Saturday, May 18, 2013
My cochlear implant is activated. On Friday, I was fitted with my processor and turned on. It wasn't a miraculous thing like some people imagine. It wasn't clear. It wasn't even too loud. The first thing I heard was squeals and squeaks and beeps. Lots of them. Then with in a few minutes those squeaks and beeps only happened when people were speaking or there was sound in the room. Within the 40 minutes I was in the audiologist's office, the squeaks and beeps turned to words. Everything was very electronic. Voices sounded like robots. Yesterday, all sounds had an electronic quality. They were louder than before and they sounded like the sounds they are, but they were accompanied by an electronic ringing - like you might hear from a bad microphone - that hollow, ringing sound.
Today, sounds were fairly regular sounding - a little bit of the ringing remains. I notice that I can hear things that I could not before. So that is something to rejoice over! I heard the cat's bell yesterday for the first time. (OK, maybe that is something I am not going to rejoice over!) I can hear the keys on my keyboard clicking as I type. The rustle of paper. So, I discover that maybe I was not being quite as stealth as I thought when I sneak into my children's rooms or quietly try to do something without disturbing others.

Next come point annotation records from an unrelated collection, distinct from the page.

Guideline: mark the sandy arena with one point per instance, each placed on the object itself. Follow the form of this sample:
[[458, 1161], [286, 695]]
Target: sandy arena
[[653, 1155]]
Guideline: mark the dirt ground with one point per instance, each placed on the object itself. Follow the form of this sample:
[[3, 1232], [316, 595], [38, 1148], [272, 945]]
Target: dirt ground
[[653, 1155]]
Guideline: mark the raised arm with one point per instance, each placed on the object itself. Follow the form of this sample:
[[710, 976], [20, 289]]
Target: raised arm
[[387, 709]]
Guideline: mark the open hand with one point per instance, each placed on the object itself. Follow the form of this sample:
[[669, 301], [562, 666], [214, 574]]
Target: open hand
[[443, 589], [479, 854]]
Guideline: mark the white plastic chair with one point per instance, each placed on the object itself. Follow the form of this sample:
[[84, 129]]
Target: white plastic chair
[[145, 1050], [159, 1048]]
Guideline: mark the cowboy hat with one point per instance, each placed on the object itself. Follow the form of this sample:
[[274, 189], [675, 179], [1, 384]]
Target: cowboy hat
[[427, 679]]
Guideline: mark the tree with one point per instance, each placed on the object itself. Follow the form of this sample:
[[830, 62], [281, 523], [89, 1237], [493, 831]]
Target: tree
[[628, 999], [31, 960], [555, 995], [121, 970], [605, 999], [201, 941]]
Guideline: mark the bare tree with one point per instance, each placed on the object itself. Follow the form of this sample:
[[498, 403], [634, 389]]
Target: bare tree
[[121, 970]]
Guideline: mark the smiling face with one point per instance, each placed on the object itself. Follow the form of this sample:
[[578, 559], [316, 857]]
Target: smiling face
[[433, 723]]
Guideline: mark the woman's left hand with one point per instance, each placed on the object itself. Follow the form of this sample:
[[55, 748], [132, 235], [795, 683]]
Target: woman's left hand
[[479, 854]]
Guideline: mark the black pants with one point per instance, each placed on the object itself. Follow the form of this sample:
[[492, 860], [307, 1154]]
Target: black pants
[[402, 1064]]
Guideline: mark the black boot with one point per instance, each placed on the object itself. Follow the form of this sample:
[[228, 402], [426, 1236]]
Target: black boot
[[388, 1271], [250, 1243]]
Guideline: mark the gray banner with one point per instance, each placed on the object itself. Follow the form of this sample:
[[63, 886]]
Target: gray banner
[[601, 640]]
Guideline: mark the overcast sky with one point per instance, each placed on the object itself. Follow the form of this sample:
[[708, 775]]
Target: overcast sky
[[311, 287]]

Voices continue to sound like robots. In regular conversation, I can deal with that. In noisy situations, I get nothing but electronic static and reverberation. I am a little concerned about being in the classroom on Monday. My classroom qualifies as one of those "noisy situations". We'll have to see if I can make it through the day wearing the processor.
I picked out a lovely, fashionable dark brown for my processor. OK, I admit, I just wanted it to match my hair color. Fashion had nothing to do with it. Until she told me I get one processor cover with my kit. Then, of course, I picked a zebra print! When we walked out of the audiologist's office, she sent me on my way with a suitcase of accessories and literature. I am not joking when I say suitcase. It is literally the size of a small carry-on suitcase. It has a shoulder strap and everything! It weighs eight pounds. (I weighed it.) This gadget comes with more bells and whistles than an iphone. She only explained about half of them to me and I have to bring my suitcase with me next week to my appointment to get briefed on the remaining cords and gizmos. I even have a remote to work my volume, programs, and check battery status.
In my first few days, I have to say that it hasn't been bad. It hasn't been overwhelmingly great, either. But, I can say that it shows promise. I have to be patient and let my brain adjust to the sounds. I have four programs on my remote. My audiologist set up the same program on all, just bumping up the volume on each one. My assignment before my next appointment is to move up to the next program every 2-3 days. Today I tried the second program just to see what it sounded like. Truthfully, it didn't sound much different from the first one, except maybe a bit louder. So I left it there. In a couple of days I'll try program three. When I return for my next mapping appointment on Wednesday, we will do more testing, tweaking and eventually set up specific programs for different situations.
So, my first impression? I don't hate it. I don't love it. But, I think eventually I will.